Comprehensive tow industry bill set for third reading

Toronto, Ontario — November 19, 2014 — An omnibus bill intended to reduce auto insurance claims costs is currently in the hands of the Ontario government, but the bill has polarized a number of industry stakeholders worried about what it will mean for towing owners and operators.

The Fighting Fraud and Reducing Automobile Insurance Rates Act—Bill 15—passed through its second reading at Queen’s Park in October, and recently was assessed by the Standing Committee on General Government.

Although Bill 15 may still be amended before it’s finally passed into law, if left unchanged the present form of the bill will alter how towing vehicles are defined, recasting tow trucks as “commercial motor vehicles” under the province’s Highway Traffic Act. This change would remove an industry exception to the law, meaning tow truck operators would need to obtain a Commercial Vehicle Operator’s Registration (CVOR) certificate, and could only be on-call to work a set period of the day.

While the bill would work towards addressing safety concerns, it’s felt within the industry that a straight removal of the exemption would negatively affect tow operators’ ability to reach destinations on time, should towers be required to follow provincial commercial service time requirements. There is additional worry that operational costs could increase, while service may decline.

It’s argued that the nature of the towing industry isn’t necessarily a service that falls within set hours, that tow operators need to be ready regardless of whether call volume is high or low, leaving service dependent on demand from customers. Because most calls for service are emergencies, the industry would find it difficult to satisfy the revised service hours requirements and maintain service.

In addition to the proposed changes to service and vehicle designations, Bill 15 will also reduce the duration that a towed vehicle can be stored without having given notice to owners. This would ensure that facilities are unable to charge for storage in situations where the owner may not know where their automobile is being kept. The present period a company can go without providing notice is 60 days, which stands to be reduced under Bill 15.

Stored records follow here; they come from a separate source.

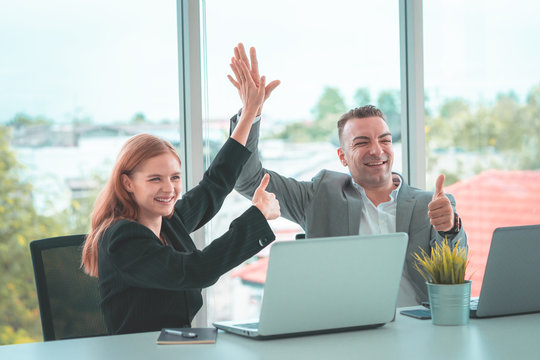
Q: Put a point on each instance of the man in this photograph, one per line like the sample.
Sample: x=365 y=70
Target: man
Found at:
x=371 y=200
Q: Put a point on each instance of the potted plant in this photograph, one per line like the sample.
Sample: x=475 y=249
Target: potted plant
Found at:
x=449 y=292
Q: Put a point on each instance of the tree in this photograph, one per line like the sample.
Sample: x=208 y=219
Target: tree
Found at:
x=330 y=103
x=362 y=97
x=19 y=224
x=389 y=103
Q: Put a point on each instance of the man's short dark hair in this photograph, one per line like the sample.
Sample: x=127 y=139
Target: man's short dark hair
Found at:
x=358 y=113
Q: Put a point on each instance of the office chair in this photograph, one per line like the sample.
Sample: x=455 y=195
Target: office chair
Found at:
x=68 y=298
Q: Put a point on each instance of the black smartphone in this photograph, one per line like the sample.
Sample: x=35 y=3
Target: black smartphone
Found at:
x=422 y=314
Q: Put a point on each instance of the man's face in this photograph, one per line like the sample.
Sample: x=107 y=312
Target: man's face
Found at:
x=367 y=151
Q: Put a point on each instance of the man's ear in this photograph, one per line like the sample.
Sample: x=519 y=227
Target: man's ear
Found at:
x=341 y=155
x=126 y=181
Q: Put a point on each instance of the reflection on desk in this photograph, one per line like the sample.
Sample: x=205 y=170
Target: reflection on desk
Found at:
x=510 y=337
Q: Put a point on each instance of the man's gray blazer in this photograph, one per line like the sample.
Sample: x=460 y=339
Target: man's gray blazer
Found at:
x=330 y=205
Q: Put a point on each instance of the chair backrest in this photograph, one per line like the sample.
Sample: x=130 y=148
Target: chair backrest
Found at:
x=68 y=298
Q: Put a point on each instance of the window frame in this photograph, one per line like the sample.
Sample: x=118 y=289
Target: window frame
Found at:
x=190 y=47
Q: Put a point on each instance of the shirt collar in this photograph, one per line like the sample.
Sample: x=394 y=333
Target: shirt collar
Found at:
x=396 y=179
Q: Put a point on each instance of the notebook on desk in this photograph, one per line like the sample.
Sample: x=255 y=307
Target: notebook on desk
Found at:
x=511 y=283
x=327 y=285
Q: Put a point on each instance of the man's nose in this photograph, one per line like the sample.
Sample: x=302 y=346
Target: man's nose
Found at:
x=375 y=148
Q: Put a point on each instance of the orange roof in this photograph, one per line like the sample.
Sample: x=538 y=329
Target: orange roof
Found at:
x=493 y=199
x=486 y=201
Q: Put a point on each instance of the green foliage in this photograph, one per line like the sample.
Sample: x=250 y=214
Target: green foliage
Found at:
x=389 y=102
x=362 y=97
x=19 y=224
x=506 y=127
x=331 y=102
x=445 y=264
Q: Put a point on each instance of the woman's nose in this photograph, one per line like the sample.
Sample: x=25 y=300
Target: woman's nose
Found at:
x=167 y=186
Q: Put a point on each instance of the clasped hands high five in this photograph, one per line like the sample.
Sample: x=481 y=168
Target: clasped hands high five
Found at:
x=253 y=92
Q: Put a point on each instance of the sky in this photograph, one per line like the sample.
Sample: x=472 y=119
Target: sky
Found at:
x=108 y=60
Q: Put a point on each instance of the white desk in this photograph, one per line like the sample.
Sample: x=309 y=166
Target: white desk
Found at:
x=511 y=337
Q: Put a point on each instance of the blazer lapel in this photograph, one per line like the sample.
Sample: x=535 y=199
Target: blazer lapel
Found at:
x=354 y=203
x=178 y=236
x=404 y=209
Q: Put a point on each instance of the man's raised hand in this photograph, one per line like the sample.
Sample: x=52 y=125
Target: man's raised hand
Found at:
x=440 y=210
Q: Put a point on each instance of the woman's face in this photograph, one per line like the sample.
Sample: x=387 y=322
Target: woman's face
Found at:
x=155 y=185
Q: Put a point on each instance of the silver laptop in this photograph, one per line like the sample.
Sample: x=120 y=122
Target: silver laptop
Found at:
x=327 y=285
x=511 y=283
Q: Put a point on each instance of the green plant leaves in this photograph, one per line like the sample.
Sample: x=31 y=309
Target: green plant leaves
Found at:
x=445 y=264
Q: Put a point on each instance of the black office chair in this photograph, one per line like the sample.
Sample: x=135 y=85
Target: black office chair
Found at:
x=68 y=298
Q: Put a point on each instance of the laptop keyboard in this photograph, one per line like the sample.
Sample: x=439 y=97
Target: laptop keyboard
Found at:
x=249 y=326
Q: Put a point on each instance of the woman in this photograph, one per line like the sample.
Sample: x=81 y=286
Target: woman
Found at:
x=149 y=271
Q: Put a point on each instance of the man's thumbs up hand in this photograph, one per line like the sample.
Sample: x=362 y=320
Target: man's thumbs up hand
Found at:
x=440 y=212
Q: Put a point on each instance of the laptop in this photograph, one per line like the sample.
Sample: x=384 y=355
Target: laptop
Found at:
x=511 y=283
x=327 y=285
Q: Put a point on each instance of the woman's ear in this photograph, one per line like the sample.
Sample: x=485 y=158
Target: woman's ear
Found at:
x=126 y=181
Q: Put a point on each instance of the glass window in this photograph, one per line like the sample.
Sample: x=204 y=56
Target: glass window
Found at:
x=483 y=114
x=76 y=80
x=330 y=57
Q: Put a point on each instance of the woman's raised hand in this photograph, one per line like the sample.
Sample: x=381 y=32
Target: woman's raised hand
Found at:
x=253 y=67
x=266 y=202
x=251 y=90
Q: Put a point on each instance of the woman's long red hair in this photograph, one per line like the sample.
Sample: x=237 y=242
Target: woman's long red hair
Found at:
x=114 y=202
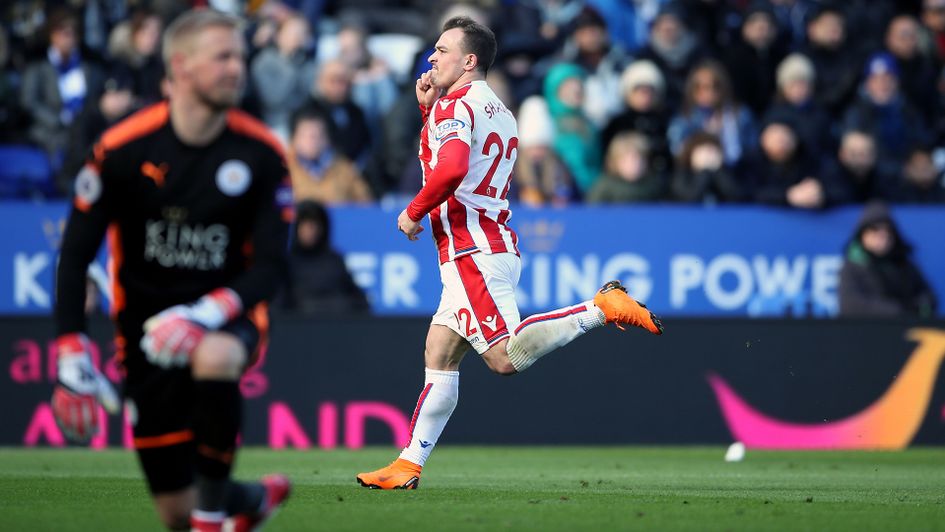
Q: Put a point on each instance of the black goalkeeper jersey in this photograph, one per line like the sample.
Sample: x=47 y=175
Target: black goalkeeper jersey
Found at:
x=181 y=220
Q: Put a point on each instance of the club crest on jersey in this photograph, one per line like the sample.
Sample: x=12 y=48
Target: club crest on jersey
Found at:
x=88 y=186
x=233 y=177
x=446 y=127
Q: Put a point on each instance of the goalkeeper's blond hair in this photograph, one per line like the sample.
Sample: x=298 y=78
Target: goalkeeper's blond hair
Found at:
x=179 y=36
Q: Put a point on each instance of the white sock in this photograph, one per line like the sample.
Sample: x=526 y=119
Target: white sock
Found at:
x=541 y=334
x=437 y=401
x=207 y=517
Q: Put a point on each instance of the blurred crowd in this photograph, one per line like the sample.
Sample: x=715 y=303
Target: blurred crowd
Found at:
x=799 y=103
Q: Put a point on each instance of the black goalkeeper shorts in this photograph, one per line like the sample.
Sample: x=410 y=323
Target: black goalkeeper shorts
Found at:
x=160 y=404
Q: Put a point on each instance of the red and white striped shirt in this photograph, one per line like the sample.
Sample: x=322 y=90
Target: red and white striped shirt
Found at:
x=468 y=147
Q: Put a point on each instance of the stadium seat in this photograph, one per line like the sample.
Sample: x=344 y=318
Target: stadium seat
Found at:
x=25 y=172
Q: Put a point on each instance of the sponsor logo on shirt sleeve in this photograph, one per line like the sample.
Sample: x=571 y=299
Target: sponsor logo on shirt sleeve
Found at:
x=447 y=127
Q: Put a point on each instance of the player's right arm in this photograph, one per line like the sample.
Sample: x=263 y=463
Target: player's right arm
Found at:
x=80 y=387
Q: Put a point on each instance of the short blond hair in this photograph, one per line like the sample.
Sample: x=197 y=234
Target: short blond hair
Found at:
x=182 y=30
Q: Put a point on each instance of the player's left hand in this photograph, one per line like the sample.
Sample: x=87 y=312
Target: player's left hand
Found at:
x=172 y=335
x=80 y=388
x=408 y=226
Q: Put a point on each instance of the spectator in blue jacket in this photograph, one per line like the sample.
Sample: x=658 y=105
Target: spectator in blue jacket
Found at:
x=710 y=106
x=882 y=111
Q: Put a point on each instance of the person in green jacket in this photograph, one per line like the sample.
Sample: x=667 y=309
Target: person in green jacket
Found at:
x=577 y=140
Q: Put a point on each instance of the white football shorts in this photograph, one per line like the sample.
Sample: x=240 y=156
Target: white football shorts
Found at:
x=478 y=299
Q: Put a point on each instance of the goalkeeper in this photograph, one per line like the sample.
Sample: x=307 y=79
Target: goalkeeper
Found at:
x=191 y=194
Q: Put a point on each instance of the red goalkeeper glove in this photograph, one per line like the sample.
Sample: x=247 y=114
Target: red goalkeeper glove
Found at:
x=171 y=336
x=80 y=388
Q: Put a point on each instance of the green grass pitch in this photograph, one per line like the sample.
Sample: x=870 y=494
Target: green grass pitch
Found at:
x=514 y=488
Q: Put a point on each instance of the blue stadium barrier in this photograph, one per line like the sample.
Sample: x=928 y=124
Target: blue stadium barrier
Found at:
x=25 y=172
x=683 y=261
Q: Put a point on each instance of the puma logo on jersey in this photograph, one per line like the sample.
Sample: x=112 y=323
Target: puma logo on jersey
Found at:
x=155 y=172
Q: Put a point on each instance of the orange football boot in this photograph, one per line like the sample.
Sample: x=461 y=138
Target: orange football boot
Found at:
x=621 y=309
x=400 y=475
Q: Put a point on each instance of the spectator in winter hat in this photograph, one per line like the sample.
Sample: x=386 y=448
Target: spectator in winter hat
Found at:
x=882 y=111
x=795 y=104
x=644 y=89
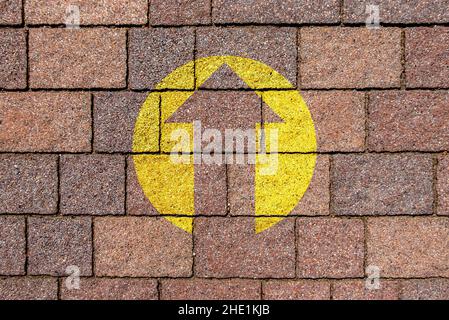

If passed into law, the province would thirdly set out qualifications and standards of practice for tow truck operators, which would be inclusive of certifications and training requirements for all drivers. This would help combat fraud, but also improve driver safety, training and overall compliance with basic regulations.

The fourth key point of Bill 15 would mandate itemized invoices that would be given to customers before towers are paid, ensure towers’ rates are published and known to customers, and finally that drivers must accept credit cards as a payment option.

The legislature passed a time allocation motion for the bill that required the committee to report Bill 15 to the legislature by Nov. 18—the motion limits third reading debate to two hours.

Bill 15 would also address issues concerning auto insurance dispute resolution, the reduction of prejudgment interest rates for non-pecuniary losses for accident victims and would change how insurance agents and adjusters are disciplined.